Anyways, like most distros these days, Flatpaks show up alongside native packages in the package manager / app store. I used to have a bias towards getting the natively packed version, but these days, I am choosing Flatpaks, precisely because I know they will be the latest version.
This includes Blender, Cura, Prusaslicer, and just now QBittorrent. I know this is probably dumb, but I choose the version based on which has the nicer icon.
For a long time now, if a flatpack is available and maintained, I use it.
I briefly considered getting into Fedora Silverblue, and I still may for this very purpose.
I’m getting into OpenSUSE Aeon (MicroOS desktop) and it’s been really great with Flatpaks and Distrobox. You should consider that one too :)
Sounds dope. I love OpenSuse. I almost made it my main OS, but got kicked in the ass installing graphics drivers and the fixes were many and too annoying.
MicroOS. Never head of that. I am excited now.
I had a reasonably good time getting NVIDIA drivers installed. I found the instructions here. I installed the newest drivers using the following command + a reboot.

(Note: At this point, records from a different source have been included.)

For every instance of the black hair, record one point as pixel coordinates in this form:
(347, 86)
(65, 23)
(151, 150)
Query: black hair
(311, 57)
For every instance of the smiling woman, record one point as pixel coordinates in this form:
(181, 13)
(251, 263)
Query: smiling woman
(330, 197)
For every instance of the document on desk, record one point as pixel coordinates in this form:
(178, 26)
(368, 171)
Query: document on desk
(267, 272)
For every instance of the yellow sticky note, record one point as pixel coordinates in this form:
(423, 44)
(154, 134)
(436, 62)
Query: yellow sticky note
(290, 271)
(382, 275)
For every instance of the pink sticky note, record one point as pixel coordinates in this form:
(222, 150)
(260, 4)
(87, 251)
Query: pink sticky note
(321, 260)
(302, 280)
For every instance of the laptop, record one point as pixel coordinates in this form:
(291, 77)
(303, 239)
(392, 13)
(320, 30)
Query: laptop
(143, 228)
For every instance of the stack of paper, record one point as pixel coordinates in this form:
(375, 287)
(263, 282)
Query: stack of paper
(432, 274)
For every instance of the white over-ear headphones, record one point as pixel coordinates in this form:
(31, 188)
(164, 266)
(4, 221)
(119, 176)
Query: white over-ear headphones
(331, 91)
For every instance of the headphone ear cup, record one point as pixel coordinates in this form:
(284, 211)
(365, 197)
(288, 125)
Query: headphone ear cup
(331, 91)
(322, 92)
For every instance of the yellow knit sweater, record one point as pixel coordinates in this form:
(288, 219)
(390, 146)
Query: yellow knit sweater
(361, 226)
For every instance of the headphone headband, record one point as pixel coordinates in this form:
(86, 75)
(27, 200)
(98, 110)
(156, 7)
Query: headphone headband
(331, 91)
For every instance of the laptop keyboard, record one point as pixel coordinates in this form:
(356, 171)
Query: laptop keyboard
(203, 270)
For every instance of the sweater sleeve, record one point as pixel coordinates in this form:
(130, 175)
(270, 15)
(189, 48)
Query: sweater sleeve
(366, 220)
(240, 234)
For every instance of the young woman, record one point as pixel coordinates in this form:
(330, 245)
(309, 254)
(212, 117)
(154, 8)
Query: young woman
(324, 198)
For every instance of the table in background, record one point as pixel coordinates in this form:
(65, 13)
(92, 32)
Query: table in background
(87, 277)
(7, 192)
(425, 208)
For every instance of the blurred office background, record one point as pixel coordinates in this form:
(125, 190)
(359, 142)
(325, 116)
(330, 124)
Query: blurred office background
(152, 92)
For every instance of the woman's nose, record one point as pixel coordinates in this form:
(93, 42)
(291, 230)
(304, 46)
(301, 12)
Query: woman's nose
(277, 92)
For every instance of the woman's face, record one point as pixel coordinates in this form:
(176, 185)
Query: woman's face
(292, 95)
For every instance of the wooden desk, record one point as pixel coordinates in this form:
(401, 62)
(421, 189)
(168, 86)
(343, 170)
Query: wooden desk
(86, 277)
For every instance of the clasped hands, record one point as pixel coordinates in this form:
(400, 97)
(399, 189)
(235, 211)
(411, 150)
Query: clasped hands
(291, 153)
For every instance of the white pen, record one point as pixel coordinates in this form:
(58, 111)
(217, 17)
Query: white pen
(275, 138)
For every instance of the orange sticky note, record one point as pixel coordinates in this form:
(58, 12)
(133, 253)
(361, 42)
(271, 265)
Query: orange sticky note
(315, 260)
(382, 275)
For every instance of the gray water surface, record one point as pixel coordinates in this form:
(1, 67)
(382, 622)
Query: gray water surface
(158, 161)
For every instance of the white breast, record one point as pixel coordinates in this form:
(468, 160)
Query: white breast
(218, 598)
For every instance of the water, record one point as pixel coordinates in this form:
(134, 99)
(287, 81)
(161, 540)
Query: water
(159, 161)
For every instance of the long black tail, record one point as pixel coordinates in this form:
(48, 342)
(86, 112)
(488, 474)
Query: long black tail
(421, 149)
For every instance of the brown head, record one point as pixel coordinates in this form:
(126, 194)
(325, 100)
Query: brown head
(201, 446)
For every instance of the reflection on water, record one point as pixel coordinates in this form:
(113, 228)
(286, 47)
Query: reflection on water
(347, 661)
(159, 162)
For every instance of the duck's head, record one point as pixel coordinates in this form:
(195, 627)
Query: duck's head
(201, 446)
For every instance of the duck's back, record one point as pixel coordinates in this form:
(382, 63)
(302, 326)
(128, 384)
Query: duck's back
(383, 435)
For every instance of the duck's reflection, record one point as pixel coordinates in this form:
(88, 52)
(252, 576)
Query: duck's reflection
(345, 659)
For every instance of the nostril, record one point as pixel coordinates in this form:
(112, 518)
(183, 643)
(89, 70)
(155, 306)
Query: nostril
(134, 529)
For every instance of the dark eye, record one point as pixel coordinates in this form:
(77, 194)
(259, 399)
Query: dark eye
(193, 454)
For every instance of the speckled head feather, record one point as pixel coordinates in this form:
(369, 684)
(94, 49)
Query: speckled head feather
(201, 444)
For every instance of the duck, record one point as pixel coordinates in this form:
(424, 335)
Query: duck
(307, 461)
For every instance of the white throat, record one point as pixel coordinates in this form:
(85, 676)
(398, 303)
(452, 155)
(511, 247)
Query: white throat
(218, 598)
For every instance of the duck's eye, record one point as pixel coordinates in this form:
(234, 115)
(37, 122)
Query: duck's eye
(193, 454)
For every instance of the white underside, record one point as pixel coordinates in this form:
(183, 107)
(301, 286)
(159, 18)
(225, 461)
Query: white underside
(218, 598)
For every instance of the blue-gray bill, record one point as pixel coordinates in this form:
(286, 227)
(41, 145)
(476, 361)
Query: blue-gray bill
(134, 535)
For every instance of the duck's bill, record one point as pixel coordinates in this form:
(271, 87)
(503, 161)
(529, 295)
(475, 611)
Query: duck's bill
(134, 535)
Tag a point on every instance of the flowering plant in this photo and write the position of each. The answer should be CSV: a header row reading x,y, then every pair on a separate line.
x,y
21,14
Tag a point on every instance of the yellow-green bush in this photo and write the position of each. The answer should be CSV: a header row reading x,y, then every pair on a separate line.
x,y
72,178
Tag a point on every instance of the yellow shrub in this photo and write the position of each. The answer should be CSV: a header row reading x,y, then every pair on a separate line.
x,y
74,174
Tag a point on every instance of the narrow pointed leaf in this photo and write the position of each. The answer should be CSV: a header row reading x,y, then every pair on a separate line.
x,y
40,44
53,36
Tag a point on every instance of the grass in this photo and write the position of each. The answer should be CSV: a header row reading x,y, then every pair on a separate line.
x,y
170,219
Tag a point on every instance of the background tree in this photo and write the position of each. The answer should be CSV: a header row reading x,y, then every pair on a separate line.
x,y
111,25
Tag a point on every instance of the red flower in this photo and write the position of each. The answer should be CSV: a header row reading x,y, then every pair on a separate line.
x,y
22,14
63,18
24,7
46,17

transactional-update -i pkg in nvidia-driver-G06-kmp-default nvidia-video-G06 nvidia-gl-G06 nvidia-compute-G06 nvidia-utils-G06 nvidia-compute-utils-G06
The OpenSUSE guide doesn’t include compute-utils, which is needed if you want to run nvidia-smi. I haven’t tried installing a full CUDA SDK, so ymmv there.I think I just need to follow the guides more closely. I must have missed something.
If you switch everything you can to flatpaks and use distrobox for other apps you’re pretty close (better than toolbox and recommend layering it if you do switch to Silverblue).
Anything can be layered onto Silverblue if it can’t be installed another way. I’ve found it works well.
Same. Better stability, frequent updates, no building from aur, and permission management with flat seal are great.
If you use mostly flatpaks they share packages which means they don’t take nearly as much space overall as single packages do.
Updates with only downloading diff’s is fast and works well.
I also like them just for the sake of tidiness. Some apps like Steam tend to make a big mess of dependencies all over the place, so it’s nice to have that all contained in one place. It does take up more space but I have a reasonably big hard drive so it’s kind of negligible for me.